In late 2019, Gustav Eyler, the Director of the U.S. Department of Justice’s (“DOJ”) Consumer Protection Branch (“CPB”), cited fraudulent data in clinical research trials for new drugs and medical devices as a topic of “major concern” for DOJ going into 2020.1 Recent remarks from Deputy Attorney General Daniel Feith, coupled with several recent criminal prosecutions, suggest that increased enforcement relating to misconduct in clinical research trials will be a new focus of DOJ enforcement.
Given the stakes during this pandemic, this move in the US is welcome. Nevertheless, at any time, we need our watchdogs to be vigilant for fraud in clinical trials – as lives are at stake.
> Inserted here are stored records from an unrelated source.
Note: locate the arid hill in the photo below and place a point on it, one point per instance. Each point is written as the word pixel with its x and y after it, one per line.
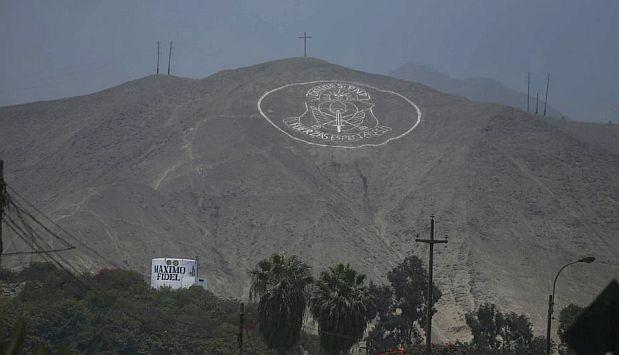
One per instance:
pixel 165 166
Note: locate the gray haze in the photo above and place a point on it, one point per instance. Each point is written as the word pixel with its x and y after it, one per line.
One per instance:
pixel 66 48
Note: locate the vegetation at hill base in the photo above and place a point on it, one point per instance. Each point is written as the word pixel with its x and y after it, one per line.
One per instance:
pixel 44 309
pixel 116 311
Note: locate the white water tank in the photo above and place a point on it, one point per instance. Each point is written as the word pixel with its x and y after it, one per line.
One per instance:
pixel 175 273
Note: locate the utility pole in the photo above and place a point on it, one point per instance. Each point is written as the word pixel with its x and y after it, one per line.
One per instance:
pixel 241 322
pixel 528 90
pixel 546 99
pixel 169 57
pixel 430 241
pixel 305 38
pixel 157 57
pixel 3 203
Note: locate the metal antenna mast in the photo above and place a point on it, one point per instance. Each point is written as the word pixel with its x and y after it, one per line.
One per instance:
pixel 546 99
pixel 305 38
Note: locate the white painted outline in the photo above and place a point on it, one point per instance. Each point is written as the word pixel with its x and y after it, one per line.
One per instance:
pixel 339 81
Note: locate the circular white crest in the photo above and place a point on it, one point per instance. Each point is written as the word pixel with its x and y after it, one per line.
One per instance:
pixel 339 114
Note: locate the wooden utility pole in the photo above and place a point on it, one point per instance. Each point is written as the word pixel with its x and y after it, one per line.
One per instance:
pixel 170 58
pixel 157 57
pixel 430 241
pixel 528 90
pixel 241 322
pixel 305 38
pixel 546 99
pixel 3 202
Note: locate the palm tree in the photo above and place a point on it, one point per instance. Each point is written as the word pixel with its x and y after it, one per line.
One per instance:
pixel 281 282
pixel 341 305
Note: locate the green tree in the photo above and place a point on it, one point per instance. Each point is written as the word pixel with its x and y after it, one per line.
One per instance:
pixel 281 283
pixel 509 333
pixel 402 310
pixel 567 316
pixel 409 281
pixel 342 307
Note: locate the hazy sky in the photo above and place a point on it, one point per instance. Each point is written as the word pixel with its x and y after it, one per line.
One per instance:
pixel 53 49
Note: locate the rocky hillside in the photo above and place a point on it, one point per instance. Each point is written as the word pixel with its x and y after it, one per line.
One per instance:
pixel 335 165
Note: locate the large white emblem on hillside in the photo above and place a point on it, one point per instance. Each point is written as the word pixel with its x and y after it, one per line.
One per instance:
pixel 339 114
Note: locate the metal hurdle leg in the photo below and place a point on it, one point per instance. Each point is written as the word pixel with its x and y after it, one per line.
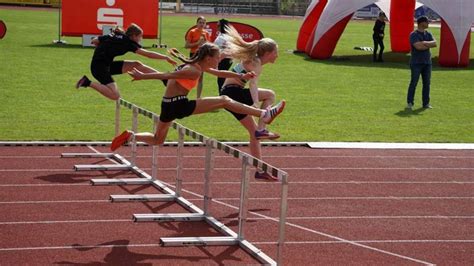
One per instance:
pixel 112 167
pixel 169 194
pixel 179 162
pixel 243 196
pixel 154 157
pixel 117 117
pixel 207 176
pixel 282 221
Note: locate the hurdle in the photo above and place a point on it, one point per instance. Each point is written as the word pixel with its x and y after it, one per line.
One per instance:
pixel 229 238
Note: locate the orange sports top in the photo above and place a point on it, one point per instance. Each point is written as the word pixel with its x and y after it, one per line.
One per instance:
pixel 188 84
pixel 194 35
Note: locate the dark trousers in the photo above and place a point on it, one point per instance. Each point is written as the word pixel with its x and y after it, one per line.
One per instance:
pixel 378 42
pixel 224 64
pixel 425 71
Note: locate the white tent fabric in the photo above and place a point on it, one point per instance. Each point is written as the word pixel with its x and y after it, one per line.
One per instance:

To obtain Food and Drug Administration (“FDA”) approval for new drugs and medical devices, manufacturers — also known as “sponsors” — must prove that a proposed new product is safe for human consumption or use. To do so, sponsors conduct clinical trials that test the product on human beings, and submit data from such trials to the FDA.2 After obtaining the FDA’s go-ahead to begin clinical trials, sponsors typically hire (either directly or indirectly via contract research organizations) individual research laboratories known as “investigators” to actually conduct the trials. In entering into this agreement, investigators must agree to comply with all FDA regulations.3 However, the sponsor is responsible at all times for monitoring clinical investigations and must ensure their investigators’ compliance.4 Ultimately, data from clinical research trials becomes a key component of a sponsor’s final application for FDA approval of its new drug. False or misleading statements in any part of a final application (including clinical research data) can be grounds for the FDA withholding or withdrawing its approval of a new drug, and can also be the basis for civil and criminal enforcement actions against the sponsor, contract research organization, or investigator.5
1 Gustav Eyler, Dir. Consumer Prot. Branch, Dep’t of Justice, Remarks at the Food and Drug Law Institute’s Advertising and Promotion Conference (Oct. 18, 2019).
2 21 C.F.R. §§ 312.20–312.23.
3 Food & Drug Admin., Information Sheet Guidance for Sponsors, Clinical Investigators, and IRBs (May 2010).
4 21 C.F.R. § 312.56.
5 21. C.F.R. § 314.150; 21 U.S.C. § 331(jj) (authorizing civil penalties); 18 U.S.C. § 1001(a)(2) (criminal liability for false statements to government officials); 18 U.S.C. §§ 1341, 1343 (criminal mail and wire fraud); 21 U.S.C. § 331 (failure to establish and maintain accurate clinical records); 18 U.S.C. § 1347 (health care fraud).